Fig 3. LS shares spatial coding characteristics with its main hippocampal inputs CA1 and CA3 during free exploration in a 2D environment.

(A) Example tuning maps of spatially modulated cells recorded from LS, dorsal CA1, and dorsal CA3 in a 45 × 45 cm open field (3 × 3 cm bins). (B) Proportion of spatial cells per animal (LS: n = 28 mice; dCA1: n = 6 mice; dCA3: n = 8 mice). (C) MI (bits) per binarized event for all cells recorded from each region (LS: n = 1,899 cells from n = 28 mice; dCA1: n = 1,031 cells, n = 6 mice; dCA3: n = 534 cells, n = 8 mice). (D) Within-session stability for spatial cells (LS: n = 734 spatial cells from n = 28 mice; dCA1: n = 424 spatial cells, n = 6 mice; dCA3: n = 138 spatial cells, n = 7 mice). (E) Left: mean dispersion computation.

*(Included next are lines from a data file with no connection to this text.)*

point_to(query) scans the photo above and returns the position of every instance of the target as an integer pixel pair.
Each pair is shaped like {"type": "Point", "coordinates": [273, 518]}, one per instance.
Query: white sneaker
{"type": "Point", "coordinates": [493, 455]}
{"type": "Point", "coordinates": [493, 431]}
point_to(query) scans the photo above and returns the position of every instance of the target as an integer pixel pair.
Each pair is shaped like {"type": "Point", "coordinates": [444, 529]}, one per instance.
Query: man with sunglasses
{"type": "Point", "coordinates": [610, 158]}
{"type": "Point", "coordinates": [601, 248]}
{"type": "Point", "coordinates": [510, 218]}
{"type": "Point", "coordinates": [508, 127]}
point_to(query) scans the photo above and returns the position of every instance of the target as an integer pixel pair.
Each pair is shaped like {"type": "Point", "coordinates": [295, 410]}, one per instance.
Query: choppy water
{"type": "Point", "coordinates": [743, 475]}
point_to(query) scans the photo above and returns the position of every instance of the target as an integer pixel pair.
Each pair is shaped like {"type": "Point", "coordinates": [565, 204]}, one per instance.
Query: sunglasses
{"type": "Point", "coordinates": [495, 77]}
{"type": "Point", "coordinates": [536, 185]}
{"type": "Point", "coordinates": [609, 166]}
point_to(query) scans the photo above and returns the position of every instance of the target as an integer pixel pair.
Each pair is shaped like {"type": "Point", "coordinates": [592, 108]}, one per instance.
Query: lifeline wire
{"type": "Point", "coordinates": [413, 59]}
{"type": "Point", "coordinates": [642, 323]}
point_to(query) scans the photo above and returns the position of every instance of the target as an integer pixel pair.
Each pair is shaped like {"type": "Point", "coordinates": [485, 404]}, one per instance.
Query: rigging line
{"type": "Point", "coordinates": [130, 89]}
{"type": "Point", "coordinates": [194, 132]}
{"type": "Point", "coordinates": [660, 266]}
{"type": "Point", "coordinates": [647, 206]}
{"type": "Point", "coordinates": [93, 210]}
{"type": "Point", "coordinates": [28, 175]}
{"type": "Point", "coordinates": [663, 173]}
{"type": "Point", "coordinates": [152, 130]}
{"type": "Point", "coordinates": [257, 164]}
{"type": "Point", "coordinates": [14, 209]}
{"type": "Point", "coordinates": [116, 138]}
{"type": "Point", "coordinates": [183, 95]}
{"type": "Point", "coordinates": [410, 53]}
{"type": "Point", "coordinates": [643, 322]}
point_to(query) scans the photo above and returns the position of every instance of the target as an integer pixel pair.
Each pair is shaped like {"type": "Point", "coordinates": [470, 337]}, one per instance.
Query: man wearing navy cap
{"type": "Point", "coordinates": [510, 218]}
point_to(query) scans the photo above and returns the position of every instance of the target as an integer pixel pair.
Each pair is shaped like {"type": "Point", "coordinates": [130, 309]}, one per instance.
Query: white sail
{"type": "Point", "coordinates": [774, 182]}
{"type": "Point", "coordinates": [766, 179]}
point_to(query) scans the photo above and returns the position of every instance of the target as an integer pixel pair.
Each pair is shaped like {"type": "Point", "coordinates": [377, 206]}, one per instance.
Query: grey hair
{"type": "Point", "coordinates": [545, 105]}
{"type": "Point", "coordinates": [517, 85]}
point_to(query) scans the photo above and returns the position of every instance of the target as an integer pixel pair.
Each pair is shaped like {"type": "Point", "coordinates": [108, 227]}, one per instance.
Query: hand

Right: mean dispersion for all spatial cells recorded from each region. (F) Method for computing the mean decoding error. (G) Bootstrapping approach using 80 randomly selected cells, for 30 bootstrapped samples. (H) Mean decoding error for LS (n = 8 mice), CA1 (n = 4 mice), and CA3 (n = 4 mice). *1, p < 0.05, **, p < 0.01, ****, p < 0.0001. Test used in B, one-way ANOVA, C–E, Kruskal–Wallis, Dunn’s multiple comparison test, H, two-way ANOVA, Sidak’s multiple comparisons test. The underlying data can be found in S1 Data. LS, lateral septum; MI, mutual information.